This is a terrific issue of the Chicago Review featuring new translations of work by Stephane Mallarmé by Peter Manson, a long poem by British poet Simon Jarvis, a wonderful essay by poet and critic Stephen Burt on the usefulness and uses (read: need) for non-academic literary criticism and reviews (like this one!), three fine pieces of nonfiction writing (not a personal essay among them), a number of worthwhile poems, book reviews, and three solid short stories.

Especially appealing is “The Driving Dress,” by Gary Lutz, which begins: “Before I could fit into the few clothes my second ex-wife had left behind.” Who can resist reading further?! And a story by Matt Briggs, “The Tin Nose Shop,” is as original and quirky as its title: “He had nothing to do, having already finished all the nothings that he’d learned to pass the time.”

I loved Jennifer Moxley’s “Fragments of a Broken Poetics,” the type of writing I would classify as poetry theory, short segments of analytical musings on the meaning and nature of poetry. “After a point, even the poem can grow bored with its own devices,” constitutes the whole of section XLI. Moxley’s work is, happily, never boring. I appreciate, as well, her “Afterword,” explaining the (quite interesting) genesis of her piece.

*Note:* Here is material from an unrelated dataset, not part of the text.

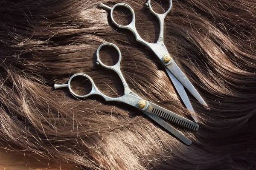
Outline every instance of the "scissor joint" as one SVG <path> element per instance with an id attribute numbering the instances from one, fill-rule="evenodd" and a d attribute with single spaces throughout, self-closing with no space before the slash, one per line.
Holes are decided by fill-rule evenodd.
<path id="1" fill-rule="evenodd" d="M 162 60 L 165 63 L 167 63 L 166 65 L 170 64 L 173 60 L 169 54 L 165 55 Z"/>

The most unusual piece is probably Andrew Zawacki’s excerpts from a long poem entitled “Videotape,” with its broken words, stunted syntax, and spectacular attention to sound. Poems by Jean Valentine, typical of her work, are spare, yet striking. Susan Stewart’s powerful poem, “The Sand-Castle,” moved me inexpressibly:

there is no such thing as
a precision bomb
the formal finitude of made things overcomes
our respect for what we have made
often that our desire to destroy is
The dark side of the news he brought.

Her exquisitely rendered breaks reminded me of the truth in the writing of literary critics who define the social and political implications of the division of lines, demonstrated here with amazing clarity and proficiency.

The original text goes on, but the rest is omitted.